This query does several clever things. Let's break down some key design decisions:

Why JSONB Diffs Instead of Comparing Columns Individually?

Instead of writing SQL like this:‍

WHERE old.name != new.name 
   OR old.status != new.status
   OR old.advanced_settings != new.advanced_settings
   -- ... 10 more columns

We convert each row to JSONB and compare the entire object:

WHERE row_json IS DISTINCT FROM prev_row_json

The benefits:

1. Schema Evolution

When we add a new column to the pipeline table, the JSONB diff automatically includes it—no query changes needed. With explicit column comparisons, we'd have to update the query every time the schema changes.

2. Maintainability

Our actual query handles 6 different entity types (pipelines, connectors, SSH tunnels, etc.), each with different schemas.

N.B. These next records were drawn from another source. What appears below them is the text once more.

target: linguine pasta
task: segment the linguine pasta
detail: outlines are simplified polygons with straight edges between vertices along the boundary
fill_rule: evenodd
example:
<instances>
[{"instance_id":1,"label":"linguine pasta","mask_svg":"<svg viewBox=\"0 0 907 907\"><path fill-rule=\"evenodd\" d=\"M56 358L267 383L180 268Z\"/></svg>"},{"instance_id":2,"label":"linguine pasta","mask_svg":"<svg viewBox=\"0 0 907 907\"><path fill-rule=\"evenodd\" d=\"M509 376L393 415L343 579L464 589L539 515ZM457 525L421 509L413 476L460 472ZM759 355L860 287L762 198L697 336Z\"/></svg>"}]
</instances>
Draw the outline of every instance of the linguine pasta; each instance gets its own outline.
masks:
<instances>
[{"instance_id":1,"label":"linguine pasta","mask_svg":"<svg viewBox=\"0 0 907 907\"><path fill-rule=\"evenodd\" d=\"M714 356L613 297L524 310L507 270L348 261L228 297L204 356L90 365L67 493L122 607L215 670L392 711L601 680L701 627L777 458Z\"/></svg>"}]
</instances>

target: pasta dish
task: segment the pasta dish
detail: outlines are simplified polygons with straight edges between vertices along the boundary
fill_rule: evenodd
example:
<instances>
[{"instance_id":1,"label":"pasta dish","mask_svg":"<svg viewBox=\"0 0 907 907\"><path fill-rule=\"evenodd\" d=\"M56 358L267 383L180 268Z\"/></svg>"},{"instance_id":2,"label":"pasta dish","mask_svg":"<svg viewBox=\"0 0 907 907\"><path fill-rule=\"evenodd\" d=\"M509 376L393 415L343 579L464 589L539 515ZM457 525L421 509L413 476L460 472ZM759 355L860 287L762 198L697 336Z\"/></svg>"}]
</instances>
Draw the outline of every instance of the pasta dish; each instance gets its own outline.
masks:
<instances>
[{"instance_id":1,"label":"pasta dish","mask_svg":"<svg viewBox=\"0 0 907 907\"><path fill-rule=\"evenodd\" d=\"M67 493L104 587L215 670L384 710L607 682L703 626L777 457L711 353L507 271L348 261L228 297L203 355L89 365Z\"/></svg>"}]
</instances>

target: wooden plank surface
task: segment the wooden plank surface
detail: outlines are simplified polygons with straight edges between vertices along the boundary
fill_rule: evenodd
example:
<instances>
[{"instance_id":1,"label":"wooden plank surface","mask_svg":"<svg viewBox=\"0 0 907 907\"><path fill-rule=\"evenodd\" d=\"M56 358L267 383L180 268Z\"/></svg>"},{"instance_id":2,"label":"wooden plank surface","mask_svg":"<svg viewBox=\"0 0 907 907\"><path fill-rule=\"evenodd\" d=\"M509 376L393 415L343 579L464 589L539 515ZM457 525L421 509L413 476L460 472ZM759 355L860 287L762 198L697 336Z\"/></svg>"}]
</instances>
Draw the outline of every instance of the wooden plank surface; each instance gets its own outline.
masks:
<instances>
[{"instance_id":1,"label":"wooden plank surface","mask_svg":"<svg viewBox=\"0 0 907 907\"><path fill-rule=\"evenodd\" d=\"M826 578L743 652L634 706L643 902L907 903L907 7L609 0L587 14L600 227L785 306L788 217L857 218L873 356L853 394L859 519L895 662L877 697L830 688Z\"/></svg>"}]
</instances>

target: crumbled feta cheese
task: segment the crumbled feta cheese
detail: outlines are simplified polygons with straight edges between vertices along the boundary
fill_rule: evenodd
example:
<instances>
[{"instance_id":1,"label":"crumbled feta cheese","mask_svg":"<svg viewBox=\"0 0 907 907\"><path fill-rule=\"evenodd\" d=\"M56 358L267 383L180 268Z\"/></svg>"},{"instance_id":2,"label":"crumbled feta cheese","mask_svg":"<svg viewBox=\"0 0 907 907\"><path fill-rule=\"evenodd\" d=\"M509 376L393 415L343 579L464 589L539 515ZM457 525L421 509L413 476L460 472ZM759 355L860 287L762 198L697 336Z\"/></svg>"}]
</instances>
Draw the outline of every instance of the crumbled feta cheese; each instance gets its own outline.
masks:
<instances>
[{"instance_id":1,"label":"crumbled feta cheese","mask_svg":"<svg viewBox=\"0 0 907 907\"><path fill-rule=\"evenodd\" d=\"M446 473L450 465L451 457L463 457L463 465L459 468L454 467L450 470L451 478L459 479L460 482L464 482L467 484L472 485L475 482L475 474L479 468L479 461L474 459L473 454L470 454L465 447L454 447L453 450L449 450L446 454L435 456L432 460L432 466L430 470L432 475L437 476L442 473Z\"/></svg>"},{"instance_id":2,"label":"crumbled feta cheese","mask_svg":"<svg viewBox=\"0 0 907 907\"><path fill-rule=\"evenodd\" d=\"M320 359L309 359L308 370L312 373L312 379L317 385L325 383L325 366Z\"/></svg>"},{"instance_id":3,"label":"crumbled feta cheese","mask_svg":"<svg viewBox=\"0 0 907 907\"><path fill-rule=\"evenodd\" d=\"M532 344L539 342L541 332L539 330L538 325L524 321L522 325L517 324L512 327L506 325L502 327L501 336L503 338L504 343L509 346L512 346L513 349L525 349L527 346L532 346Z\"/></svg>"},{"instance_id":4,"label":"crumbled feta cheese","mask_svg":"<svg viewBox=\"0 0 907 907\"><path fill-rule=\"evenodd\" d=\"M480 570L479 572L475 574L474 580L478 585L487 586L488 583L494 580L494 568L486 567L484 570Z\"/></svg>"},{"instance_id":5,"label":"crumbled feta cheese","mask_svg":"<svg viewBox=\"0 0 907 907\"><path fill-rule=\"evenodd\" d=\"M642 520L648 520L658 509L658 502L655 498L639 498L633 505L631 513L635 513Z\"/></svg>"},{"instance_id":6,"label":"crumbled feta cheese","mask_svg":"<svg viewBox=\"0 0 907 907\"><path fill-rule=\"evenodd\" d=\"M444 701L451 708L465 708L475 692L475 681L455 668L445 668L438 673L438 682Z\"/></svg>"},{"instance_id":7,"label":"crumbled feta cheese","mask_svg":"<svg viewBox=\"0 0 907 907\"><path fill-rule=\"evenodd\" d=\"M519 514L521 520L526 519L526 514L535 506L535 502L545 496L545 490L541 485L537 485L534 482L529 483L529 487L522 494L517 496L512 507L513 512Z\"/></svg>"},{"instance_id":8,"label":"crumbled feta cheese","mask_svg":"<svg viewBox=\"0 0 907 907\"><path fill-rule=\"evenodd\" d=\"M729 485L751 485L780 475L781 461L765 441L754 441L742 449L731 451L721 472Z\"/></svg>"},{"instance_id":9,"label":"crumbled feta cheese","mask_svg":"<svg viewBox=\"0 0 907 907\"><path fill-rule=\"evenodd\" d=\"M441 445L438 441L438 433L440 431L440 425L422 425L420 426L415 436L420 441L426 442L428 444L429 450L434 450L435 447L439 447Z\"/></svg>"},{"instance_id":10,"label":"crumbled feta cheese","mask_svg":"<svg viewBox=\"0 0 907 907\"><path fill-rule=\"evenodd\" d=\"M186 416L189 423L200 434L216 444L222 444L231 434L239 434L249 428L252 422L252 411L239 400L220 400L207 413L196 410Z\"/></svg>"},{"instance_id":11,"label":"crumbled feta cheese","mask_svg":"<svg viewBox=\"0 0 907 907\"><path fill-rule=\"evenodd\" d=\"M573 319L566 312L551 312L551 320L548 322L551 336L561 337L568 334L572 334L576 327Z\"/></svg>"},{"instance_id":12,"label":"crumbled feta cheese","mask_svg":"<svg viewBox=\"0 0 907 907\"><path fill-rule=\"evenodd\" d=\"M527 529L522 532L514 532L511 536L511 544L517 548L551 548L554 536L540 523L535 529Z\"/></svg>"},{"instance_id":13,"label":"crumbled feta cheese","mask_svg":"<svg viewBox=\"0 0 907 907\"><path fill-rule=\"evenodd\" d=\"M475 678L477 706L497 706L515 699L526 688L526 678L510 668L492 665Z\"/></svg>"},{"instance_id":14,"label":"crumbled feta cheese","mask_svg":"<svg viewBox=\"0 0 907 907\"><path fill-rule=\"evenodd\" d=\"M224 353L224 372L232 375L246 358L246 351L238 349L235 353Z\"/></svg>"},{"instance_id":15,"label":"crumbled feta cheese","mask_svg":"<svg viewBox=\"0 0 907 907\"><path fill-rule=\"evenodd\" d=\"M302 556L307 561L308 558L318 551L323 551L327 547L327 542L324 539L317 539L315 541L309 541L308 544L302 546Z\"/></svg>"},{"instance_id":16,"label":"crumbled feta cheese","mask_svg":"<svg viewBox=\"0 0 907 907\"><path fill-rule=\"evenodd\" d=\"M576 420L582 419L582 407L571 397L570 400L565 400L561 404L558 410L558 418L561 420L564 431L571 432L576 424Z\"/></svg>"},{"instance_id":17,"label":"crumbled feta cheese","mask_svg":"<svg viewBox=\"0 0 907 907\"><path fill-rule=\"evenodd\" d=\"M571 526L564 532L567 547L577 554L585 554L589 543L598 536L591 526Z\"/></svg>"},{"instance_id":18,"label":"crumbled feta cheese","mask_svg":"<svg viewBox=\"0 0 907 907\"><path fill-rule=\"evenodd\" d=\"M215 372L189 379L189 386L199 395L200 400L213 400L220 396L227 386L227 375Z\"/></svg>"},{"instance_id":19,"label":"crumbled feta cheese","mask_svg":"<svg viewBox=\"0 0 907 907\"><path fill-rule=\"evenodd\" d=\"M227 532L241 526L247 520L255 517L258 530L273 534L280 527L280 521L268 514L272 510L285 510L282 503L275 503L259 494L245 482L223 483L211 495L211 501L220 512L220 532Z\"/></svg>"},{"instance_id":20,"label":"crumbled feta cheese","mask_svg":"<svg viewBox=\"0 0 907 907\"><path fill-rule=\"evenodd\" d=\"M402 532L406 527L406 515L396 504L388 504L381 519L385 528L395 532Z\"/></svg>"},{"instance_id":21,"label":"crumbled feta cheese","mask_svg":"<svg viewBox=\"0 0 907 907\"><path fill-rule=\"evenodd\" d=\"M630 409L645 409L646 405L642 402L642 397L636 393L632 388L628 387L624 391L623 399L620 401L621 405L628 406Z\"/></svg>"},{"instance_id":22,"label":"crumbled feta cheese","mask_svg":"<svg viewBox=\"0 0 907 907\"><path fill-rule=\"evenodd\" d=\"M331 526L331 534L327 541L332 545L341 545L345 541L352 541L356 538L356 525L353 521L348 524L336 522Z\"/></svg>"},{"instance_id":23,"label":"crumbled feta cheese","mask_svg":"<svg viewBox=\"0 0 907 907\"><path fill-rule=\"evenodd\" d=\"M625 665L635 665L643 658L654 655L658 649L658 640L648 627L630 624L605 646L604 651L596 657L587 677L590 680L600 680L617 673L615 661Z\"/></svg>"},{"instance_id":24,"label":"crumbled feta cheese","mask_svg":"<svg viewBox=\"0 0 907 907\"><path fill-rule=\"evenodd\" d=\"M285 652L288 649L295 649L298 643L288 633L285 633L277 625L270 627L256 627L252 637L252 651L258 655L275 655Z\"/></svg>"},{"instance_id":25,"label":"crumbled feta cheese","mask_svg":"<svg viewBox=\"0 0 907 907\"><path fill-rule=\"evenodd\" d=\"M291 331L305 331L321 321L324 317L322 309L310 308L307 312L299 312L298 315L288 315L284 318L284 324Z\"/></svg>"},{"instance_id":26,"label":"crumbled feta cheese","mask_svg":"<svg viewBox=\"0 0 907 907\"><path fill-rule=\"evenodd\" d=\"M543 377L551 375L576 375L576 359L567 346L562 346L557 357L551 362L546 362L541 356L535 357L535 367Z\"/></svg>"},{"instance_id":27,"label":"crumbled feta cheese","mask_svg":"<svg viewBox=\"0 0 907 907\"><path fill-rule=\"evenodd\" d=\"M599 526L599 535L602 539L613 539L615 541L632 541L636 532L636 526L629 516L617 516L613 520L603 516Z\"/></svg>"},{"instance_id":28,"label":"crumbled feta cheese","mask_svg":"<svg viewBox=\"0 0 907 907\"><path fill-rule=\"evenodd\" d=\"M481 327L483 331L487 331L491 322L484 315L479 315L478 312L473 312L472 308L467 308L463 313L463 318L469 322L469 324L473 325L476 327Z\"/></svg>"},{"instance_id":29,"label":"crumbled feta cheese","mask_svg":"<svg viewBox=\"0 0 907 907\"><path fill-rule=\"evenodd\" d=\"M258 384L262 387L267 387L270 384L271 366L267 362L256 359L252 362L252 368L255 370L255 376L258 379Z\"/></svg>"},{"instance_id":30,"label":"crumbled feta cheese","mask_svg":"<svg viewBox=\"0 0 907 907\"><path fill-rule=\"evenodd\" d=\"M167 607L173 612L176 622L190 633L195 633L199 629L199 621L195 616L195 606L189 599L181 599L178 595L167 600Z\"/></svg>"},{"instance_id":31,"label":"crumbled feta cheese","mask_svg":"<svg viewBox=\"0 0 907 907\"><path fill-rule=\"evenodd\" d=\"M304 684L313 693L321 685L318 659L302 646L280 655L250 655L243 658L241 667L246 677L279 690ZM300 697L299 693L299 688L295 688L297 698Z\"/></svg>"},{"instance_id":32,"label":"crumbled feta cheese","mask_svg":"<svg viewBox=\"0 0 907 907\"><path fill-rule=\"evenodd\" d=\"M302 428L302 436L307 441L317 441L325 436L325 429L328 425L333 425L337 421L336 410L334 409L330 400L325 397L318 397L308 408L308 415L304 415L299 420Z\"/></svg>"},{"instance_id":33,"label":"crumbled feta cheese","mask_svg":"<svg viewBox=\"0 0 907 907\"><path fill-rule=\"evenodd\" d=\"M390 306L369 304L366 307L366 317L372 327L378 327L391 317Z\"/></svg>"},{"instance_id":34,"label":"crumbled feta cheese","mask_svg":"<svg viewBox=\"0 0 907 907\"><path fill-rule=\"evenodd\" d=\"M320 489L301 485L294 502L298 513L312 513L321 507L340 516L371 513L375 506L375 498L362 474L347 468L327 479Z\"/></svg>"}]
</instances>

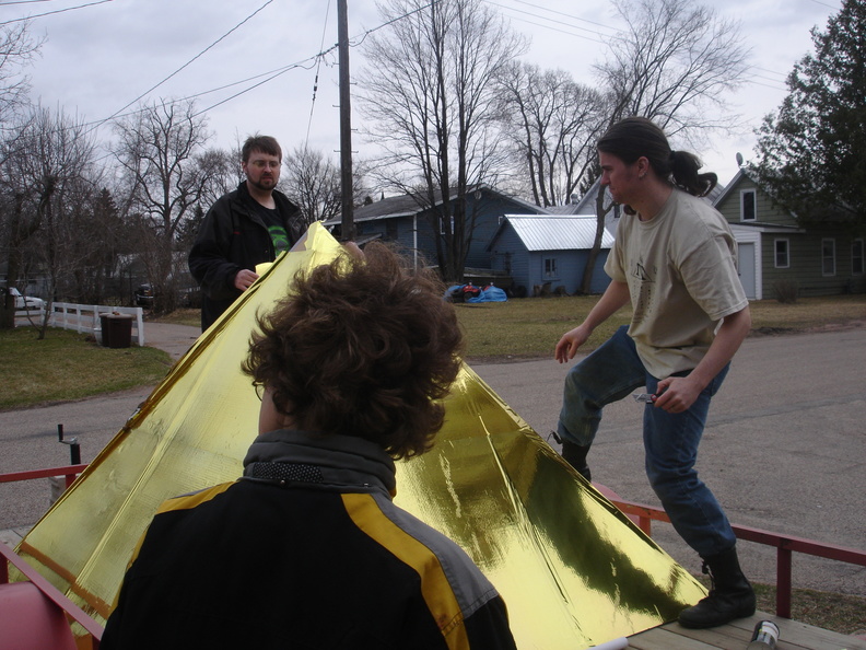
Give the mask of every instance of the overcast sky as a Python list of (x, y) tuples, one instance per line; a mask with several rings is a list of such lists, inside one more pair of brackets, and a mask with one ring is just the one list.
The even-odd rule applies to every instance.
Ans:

Using JSONB means we can use a generic query builder instead of hard-coding column comparisons for each type.

3. Nested Fields

Some of our fields are JSONB columns themselves (like advanced_settings). The JSONB approach handles nesting easily:‍

SELECT 'advanced_settings.' || key, prev.value, curr.value
FROM jsonb_each(prev_row_json -> 'advanced_settings') prev
FULL OUTER JOIN jsonb_each(row_json -> 'advanced_settings') curr USING (key)
WHERE prev.value IS DISTINCT FROM curr.value

4. Null Handling

IS DISTINCT FROM properly handles NULL values (unlike !=), which is crucial for optional configuration fields.

The tradeoff of this JSON diffing approach is that we're serializing rows to JSONB on every query, but the gains in flexibility and maintainability far outweigh the minor performance cost.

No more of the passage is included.